And I fully buy Partridge and Hill as Jonathan and Sasha, a couple in that phase where you can’t stop touching, or talking about, or thinking about genitals, yours and the other person’s. That doesn’t mean their affection isn’t genuine — on the contrary, it seems easy and playful and sincere. But it does mean that this is not a young man who’s going to behave himself in Italy, left to his own devices. The moment he starts snapping pictures of a lovely blonde mother and her little son, silhouetted against the sun on the water, you just know it’s over for him. Just how over remains to be seen.
Throughout the episode, Cuarón wants to make things look good. Long takes follow characters around their environments, art-directed and photographed in a variety of rich and appealing color schemes.
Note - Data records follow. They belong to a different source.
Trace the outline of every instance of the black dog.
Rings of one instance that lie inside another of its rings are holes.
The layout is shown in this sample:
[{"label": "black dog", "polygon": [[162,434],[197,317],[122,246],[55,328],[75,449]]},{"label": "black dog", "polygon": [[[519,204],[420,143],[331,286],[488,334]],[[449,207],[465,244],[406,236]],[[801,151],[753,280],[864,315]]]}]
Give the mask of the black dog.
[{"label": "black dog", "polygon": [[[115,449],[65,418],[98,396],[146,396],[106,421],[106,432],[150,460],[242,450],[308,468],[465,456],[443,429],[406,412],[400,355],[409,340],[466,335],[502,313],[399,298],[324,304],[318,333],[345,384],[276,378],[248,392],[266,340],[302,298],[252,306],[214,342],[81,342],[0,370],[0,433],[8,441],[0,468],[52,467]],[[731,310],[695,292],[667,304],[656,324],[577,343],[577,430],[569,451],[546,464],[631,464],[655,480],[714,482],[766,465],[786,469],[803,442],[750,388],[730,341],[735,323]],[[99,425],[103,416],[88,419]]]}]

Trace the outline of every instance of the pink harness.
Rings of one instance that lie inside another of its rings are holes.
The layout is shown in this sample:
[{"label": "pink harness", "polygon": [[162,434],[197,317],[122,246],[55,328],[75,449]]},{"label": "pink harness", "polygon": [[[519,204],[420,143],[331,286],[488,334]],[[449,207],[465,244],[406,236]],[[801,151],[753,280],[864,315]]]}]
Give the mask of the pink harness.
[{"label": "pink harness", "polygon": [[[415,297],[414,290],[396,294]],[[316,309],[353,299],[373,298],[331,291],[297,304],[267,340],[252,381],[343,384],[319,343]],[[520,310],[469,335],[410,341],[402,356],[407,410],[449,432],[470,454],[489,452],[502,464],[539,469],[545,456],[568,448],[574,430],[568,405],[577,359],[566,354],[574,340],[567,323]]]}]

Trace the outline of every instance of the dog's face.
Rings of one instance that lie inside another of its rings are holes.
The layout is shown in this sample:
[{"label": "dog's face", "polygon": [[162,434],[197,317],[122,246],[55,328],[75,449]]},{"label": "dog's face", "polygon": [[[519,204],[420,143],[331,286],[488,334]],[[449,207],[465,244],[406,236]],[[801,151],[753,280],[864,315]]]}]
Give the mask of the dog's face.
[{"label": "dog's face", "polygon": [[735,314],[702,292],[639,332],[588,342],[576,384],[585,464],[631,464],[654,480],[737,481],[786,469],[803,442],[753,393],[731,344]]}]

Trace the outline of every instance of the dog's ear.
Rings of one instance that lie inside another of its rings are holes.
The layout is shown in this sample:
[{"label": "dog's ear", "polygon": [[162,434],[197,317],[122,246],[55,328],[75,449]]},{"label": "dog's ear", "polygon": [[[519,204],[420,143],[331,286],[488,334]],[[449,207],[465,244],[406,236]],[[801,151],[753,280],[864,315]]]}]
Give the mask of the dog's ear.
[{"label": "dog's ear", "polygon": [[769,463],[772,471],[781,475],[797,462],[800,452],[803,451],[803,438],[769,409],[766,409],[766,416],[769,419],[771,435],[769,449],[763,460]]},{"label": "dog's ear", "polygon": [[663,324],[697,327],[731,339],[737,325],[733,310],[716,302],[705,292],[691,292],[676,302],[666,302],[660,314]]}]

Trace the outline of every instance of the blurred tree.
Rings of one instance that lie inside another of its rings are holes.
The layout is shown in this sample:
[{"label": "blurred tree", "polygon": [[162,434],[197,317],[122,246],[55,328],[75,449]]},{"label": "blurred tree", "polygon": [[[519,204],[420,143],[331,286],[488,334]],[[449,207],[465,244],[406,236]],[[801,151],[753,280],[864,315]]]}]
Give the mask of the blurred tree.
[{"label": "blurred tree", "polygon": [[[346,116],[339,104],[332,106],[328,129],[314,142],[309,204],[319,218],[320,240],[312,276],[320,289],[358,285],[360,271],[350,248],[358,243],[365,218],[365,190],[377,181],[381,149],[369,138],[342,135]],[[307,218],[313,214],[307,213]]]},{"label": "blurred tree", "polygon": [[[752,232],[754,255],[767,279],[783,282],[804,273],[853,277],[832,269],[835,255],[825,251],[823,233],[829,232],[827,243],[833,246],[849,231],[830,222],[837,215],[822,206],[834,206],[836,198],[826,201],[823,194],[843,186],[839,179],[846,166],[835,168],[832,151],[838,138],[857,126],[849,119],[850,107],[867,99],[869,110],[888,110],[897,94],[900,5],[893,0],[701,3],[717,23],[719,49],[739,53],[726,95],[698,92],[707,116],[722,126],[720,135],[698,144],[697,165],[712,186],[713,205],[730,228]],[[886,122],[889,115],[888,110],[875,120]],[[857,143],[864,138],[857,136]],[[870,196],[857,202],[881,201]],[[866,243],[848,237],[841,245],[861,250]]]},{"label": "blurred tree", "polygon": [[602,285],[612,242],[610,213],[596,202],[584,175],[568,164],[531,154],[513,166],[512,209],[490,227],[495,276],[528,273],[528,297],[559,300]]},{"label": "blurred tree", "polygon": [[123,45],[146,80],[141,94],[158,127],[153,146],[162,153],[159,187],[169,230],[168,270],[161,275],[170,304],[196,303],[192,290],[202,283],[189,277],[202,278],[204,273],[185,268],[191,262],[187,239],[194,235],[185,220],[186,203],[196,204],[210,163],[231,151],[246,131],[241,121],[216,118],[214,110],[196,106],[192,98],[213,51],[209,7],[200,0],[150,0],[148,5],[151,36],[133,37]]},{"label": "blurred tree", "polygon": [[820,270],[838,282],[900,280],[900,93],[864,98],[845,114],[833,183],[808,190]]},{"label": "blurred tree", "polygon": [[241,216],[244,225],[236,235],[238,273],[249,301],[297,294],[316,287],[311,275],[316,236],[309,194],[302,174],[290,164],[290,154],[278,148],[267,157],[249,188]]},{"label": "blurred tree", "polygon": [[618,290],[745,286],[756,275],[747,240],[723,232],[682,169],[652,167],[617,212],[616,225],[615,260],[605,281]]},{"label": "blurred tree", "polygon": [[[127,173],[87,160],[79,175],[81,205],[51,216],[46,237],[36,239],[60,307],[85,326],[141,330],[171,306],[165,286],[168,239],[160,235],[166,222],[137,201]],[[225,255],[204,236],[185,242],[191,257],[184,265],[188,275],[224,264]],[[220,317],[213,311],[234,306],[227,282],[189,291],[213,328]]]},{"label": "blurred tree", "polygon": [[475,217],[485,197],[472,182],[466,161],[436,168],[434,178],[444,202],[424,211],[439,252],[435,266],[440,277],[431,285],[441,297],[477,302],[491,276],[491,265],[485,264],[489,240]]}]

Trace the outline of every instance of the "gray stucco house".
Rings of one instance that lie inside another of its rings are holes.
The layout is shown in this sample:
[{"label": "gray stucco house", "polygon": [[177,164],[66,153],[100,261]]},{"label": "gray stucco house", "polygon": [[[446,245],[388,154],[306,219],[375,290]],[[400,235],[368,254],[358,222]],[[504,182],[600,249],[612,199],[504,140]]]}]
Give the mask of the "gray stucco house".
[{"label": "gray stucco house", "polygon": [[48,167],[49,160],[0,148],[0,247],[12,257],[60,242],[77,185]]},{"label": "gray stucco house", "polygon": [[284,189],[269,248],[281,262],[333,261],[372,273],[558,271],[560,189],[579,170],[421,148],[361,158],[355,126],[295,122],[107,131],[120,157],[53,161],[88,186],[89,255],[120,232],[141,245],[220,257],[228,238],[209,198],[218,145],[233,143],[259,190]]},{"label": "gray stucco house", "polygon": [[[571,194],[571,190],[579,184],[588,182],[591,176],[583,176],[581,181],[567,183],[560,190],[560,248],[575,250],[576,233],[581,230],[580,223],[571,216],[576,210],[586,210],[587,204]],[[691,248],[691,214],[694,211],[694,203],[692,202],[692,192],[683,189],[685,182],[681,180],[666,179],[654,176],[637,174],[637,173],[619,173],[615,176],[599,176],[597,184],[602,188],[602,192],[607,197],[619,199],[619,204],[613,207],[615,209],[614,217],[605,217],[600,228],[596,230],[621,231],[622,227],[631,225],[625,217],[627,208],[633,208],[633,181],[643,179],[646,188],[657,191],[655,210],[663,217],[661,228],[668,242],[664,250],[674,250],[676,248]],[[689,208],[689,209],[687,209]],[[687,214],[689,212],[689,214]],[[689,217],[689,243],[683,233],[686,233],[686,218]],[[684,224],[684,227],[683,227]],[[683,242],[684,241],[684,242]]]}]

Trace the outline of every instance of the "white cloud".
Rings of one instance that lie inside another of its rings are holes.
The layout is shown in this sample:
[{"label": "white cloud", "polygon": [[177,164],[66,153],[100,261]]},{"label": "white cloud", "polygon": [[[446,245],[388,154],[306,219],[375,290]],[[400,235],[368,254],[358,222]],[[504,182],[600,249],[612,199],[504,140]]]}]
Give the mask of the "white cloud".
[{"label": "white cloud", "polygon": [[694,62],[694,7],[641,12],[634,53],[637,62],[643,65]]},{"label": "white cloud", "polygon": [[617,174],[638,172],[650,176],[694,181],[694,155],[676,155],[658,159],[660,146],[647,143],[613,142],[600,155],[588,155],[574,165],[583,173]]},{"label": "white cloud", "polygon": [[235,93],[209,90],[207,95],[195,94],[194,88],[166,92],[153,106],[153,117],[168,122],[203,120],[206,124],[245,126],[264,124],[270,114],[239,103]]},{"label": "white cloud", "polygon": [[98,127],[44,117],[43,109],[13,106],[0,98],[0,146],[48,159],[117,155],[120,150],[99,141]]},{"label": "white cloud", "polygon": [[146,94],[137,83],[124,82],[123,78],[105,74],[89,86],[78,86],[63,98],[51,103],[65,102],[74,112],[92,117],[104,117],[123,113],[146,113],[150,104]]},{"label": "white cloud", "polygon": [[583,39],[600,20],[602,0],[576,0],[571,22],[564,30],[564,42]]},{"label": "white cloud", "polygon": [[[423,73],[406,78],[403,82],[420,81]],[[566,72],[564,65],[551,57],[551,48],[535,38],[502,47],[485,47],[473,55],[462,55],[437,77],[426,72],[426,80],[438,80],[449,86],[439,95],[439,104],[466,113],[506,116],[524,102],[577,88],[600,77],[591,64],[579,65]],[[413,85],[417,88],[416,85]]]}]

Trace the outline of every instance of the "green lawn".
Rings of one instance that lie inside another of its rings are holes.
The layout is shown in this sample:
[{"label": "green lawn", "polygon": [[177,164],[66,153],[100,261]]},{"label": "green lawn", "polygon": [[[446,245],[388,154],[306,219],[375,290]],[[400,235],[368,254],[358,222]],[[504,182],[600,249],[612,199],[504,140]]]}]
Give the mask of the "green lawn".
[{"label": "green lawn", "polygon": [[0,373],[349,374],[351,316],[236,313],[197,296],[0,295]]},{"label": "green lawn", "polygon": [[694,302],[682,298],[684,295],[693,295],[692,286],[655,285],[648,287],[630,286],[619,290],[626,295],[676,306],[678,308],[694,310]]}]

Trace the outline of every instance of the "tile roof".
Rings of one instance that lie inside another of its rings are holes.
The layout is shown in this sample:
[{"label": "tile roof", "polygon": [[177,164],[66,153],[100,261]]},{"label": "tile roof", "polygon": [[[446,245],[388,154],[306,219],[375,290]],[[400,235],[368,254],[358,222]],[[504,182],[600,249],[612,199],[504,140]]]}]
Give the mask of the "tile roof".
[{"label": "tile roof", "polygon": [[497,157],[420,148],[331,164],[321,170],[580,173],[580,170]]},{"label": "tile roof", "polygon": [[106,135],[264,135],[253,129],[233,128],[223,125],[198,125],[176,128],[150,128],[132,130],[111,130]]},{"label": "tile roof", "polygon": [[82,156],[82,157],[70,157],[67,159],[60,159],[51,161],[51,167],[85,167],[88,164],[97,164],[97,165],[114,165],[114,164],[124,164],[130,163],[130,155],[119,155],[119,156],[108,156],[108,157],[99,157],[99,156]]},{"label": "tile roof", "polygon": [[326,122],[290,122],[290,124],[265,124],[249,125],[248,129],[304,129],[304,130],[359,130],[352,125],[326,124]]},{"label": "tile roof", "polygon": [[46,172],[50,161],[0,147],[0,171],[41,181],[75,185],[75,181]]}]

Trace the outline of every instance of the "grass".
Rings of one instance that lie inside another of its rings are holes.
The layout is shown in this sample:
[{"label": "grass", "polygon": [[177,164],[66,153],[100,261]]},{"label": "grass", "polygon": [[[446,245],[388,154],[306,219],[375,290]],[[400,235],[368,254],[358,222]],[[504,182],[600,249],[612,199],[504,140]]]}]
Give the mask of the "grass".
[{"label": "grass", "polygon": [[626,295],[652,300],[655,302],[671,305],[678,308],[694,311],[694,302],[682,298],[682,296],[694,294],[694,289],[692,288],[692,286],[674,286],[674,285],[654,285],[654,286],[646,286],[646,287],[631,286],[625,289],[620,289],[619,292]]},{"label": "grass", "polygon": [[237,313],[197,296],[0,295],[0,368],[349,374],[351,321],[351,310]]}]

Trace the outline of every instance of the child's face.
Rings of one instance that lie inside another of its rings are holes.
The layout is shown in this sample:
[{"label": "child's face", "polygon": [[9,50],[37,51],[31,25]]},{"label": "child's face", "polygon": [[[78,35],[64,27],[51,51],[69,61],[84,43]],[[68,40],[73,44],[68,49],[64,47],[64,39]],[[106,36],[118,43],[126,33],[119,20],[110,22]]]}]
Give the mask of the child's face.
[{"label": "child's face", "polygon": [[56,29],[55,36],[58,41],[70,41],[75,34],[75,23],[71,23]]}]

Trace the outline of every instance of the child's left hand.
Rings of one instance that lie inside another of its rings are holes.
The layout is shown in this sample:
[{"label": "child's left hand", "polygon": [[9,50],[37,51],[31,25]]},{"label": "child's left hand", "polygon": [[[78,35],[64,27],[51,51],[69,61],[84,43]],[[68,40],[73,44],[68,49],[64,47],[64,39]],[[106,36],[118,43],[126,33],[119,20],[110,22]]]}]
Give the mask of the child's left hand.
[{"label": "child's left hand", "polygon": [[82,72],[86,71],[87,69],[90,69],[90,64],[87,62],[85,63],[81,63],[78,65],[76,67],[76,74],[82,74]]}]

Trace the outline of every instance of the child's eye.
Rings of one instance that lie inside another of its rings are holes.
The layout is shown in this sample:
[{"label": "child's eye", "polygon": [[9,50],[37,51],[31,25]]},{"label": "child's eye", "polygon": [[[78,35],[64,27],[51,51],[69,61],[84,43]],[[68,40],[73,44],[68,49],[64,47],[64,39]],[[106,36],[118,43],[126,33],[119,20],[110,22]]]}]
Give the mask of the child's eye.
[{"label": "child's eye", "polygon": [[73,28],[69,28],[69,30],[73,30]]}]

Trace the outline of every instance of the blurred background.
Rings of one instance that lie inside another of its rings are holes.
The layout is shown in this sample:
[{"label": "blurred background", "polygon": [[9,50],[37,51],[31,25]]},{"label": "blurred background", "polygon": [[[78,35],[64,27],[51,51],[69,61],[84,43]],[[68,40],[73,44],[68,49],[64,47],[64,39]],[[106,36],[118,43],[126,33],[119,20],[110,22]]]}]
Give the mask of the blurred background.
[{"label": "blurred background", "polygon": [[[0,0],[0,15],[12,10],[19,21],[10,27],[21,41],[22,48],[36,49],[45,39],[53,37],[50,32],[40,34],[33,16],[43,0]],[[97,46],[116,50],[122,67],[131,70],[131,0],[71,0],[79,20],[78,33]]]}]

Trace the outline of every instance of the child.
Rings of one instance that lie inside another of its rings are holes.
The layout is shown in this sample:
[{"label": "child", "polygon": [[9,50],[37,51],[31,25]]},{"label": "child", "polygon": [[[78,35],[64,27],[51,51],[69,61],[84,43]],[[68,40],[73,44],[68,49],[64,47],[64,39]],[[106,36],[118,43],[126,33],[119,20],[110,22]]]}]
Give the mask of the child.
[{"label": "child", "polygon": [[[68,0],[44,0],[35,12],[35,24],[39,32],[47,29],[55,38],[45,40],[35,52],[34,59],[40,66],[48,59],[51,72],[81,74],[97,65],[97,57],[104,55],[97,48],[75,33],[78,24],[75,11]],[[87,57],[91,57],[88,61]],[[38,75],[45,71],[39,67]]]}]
You do get the de rigeur digital-color blue and gold at one point, but it’s in the awards-banquet scene, which feels appropriate; beyond that he consistently surprises, from real old-school rosy-fingered dawn in Catherine’s kitchen to Jonathan’s long, simultaneously guileless and objectifying pan up young Catherine’s body in the white-gold sun.
It’s really not that much of a trick anymore to show the audience things out of order and then blow their minds by putting them together the right way. Lost did it in 2004, and after 20 years it’s probably time for a bit of a new routine. But Disclaimer pulls it off by making the individual puzzle pieces so interesting to observe that you don’t mind the motion of the filmmaker’s hands as he puts the picture together.